On Saturday, the general assembly of the Hungarian Olympic Committee (MOB) elected two-time Olympic champion sprint kayaker Zsolt Gyulay (57) as the organization’s new chairman. As an athlete, Gyulay participated in three Olympics (1988, 1992, and 1996) and won four medals in total: two gold (1988: K-1 500 m, K-4 1000 m), and two silver (1992: K-1 500 m, K-4 1000 m).
Thirty-four of the 48 members present at the assembly voted for Gyulay, and fourteen voted for the other candidate, Balázs Hajdú, who competed in two Olympic Games (2000, and 2004) in sailing in the Finn class.
The previous chairman, Krisztián Kulcsár, held the position from 2017 until the end of last year when the general assembly of MOB withdrew support for him in a vote of confidence initiated by Kulcsár himself. This had been somewhat unexpected, even more so after the successful Tokyo Olympics. Kulcsár is known for being close to the governing circles too, but he may have lost support after a while, as at some point, a number of pro-Fidesz outlets began publishing articles criticizing his activities.
Several important positions, close ties to ruling parties
After his glorious sports career, Gyulay became involved in politics and business. Interestingly, in 1994, he ran for a place in the National Assembly as liberal SZDSZ’s candidate.
He led a number of companies and held important positions in various sports clubs and organizations, including, for example managing and co-owning the company running Újpest FC, one of the most popular clubs in Hungary. After Fidesz took power, he was named to lead state-owned and/or strategic companies, too. He first took over the state-owned Hungaroring Ltd., in charge of running the Mogyoród racetrack, which position he still holds.
Then he was one of the most important figures of the Fidesz government’s controversial tobacco sales reform as the head of the National Tobacco Trade Non-Profit Company, which oversaw the distribution and control of new licenses.
After taking power, the Fidesz government set to reform tobacco sales, pointing to youth protection. First, they banned smoking in the interior of bars and restaurants in 2011. Then in a more controversial move, they introduced a tax concession for tobacco sales, reducing those businesses licensed to sell tobacco from over 30,000 outlets to only five-six thousand.
In fact, a number of controversial cases and leaked recordings revealed favoritism in the (re)distributions, leading many to allege that the whole scheme was a ploy to reward supporters of the governing party. Actually, this was the time when now independent MP Ákos Hadházy left the party after similarly exposing such irregularities.

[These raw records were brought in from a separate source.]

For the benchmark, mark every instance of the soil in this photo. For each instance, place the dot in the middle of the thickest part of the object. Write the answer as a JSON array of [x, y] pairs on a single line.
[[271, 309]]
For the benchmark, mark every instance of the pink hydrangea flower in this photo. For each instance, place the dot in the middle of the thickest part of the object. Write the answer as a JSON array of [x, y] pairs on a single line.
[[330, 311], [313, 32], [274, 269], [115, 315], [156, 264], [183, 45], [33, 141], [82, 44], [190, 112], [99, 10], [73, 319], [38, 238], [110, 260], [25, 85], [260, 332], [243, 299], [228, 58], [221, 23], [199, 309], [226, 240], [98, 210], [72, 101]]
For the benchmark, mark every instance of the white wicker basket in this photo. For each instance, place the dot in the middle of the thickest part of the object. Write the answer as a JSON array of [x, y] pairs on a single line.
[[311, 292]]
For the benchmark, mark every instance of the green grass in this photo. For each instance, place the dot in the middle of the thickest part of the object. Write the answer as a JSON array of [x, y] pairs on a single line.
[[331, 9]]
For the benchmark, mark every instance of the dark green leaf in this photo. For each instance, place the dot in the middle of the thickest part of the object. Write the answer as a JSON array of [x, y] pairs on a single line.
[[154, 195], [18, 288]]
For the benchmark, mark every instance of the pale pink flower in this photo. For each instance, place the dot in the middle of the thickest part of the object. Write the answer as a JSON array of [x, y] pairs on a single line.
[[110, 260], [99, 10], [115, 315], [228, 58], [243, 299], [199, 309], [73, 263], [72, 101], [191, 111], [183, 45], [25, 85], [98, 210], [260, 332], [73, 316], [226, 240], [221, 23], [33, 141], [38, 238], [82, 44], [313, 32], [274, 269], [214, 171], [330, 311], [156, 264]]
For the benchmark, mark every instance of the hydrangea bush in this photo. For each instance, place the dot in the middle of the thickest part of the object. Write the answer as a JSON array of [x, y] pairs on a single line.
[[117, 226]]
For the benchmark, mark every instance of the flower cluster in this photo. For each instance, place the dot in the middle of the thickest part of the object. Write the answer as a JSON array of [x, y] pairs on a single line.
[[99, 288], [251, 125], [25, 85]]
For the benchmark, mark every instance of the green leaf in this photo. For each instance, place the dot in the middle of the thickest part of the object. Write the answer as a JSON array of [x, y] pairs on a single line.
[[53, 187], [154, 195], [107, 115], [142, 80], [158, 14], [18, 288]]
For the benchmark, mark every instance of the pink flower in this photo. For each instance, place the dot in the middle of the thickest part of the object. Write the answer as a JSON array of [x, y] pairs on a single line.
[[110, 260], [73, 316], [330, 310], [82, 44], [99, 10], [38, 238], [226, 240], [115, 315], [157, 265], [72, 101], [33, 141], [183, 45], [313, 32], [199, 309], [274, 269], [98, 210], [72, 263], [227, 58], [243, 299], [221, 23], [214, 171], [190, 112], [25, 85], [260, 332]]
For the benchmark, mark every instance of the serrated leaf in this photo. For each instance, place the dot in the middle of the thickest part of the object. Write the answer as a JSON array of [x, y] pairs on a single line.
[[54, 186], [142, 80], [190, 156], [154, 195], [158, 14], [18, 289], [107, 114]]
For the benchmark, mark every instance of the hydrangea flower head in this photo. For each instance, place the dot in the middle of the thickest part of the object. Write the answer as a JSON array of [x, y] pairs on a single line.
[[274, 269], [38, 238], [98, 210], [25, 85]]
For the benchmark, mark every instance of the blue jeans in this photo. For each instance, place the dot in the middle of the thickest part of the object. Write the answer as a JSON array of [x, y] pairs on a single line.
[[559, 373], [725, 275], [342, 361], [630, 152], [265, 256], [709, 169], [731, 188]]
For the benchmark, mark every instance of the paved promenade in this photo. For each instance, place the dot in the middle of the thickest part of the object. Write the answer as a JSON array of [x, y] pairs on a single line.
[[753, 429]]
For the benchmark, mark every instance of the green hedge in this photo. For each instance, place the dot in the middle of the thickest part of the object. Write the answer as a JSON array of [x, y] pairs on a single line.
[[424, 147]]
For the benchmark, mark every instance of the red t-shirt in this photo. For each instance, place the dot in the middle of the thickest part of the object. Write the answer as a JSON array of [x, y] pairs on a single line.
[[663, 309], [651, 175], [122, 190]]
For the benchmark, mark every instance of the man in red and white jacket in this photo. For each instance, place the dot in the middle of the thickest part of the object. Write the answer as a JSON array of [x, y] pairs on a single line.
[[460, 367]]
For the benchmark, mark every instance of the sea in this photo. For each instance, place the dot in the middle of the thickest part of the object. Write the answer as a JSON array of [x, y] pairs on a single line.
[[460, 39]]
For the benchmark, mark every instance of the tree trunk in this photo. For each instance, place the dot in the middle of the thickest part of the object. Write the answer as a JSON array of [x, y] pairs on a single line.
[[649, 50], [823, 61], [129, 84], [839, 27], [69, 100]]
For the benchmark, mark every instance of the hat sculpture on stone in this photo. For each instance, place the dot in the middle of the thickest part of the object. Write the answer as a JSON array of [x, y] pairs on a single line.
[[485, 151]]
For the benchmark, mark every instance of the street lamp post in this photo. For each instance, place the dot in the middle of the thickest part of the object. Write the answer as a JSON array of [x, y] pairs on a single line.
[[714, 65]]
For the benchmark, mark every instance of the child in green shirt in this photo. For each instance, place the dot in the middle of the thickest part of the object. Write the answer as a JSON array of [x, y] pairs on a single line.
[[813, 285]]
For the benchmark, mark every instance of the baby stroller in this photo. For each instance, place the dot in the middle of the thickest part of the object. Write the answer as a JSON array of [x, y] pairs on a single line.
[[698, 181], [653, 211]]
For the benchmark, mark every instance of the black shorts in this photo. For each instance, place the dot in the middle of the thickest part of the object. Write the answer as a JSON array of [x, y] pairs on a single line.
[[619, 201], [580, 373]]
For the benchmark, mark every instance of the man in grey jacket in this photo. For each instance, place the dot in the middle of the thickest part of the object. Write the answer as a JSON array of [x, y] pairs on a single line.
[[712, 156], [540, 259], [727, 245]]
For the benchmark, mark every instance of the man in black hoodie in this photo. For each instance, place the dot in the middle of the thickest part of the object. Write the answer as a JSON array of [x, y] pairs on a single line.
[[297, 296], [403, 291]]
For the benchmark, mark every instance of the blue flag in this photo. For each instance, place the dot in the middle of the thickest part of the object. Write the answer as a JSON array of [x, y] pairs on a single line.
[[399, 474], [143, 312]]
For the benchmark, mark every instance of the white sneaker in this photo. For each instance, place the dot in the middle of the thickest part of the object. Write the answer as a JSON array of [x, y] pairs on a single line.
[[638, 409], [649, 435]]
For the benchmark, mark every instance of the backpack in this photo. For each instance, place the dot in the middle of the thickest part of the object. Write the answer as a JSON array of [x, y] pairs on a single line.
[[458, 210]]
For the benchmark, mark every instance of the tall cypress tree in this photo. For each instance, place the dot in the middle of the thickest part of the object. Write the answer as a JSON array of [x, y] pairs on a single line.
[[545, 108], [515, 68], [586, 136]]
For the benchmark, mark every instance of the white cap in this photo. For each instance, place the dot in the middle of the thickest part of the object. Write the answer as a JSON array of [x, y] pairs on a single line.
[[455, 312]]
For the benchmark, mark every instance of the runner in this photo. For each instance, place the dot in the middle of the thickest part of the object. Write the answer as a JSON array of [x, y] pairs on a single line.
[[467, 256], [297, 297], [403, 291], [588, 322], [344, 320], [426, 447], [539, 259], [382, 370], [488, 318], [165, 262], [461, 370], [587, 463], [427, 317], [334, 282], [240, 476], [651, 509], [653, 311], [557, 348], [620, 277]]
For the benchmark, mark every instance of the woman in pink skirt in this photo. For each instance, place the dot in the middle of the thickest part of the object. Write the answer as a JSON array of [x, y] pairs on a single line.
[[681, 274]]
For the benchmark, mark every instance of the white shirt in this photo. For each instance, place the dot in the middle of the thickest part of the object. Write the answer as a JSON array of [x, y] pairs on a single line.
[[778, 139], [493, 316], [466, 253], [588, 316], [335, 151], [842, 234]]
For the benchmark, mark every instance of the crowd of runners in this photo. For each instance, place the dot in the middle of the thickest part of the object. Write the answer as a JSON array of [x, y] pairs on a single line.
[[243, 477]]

Gyulay himself labeled his duties there as “one of the biggest challenges and the best-solved task of his life,” praising the whole scheme. His involvement, however, didn’t go without controversy either, after it had been revealed that the family members of his former business partner also received concession rights.
Gyulay aims for efficient money distribution
Before the vote, he said he would like to restore MOB’s broader rights and power, after in 2016, under the leadership of (former Győr mayor) Zsolt Borkai (who had to exit politics due to his sex scandal), the government moved to deprive MOB of fund distributing duties, which certainly downsized the group’s importance.
Now, in a recent interview with HVG, he gave an evasive answer about the matter, arguing that for now, the most important thing is to set up a general assembly that ensures the broadest possible representation, “so that the MOB really becomes the parliament of sport, and to strengthen our capacity to assert our interests. We must represent the profession, we must concentrate here all the knowledge that has been gathered from coaches, sports professionals, and from sports scientists.”
He said he aims for a more active membership where all the relevant actors of Hungarian sports would be represented and where money would be used efficiently, “as any amount of money can be put into sport, but if it is not used effectively, results won’t come (…) Thank God, there have been very good developments in Hungarian sport over the last twelve years, and we need to take advantage of that.”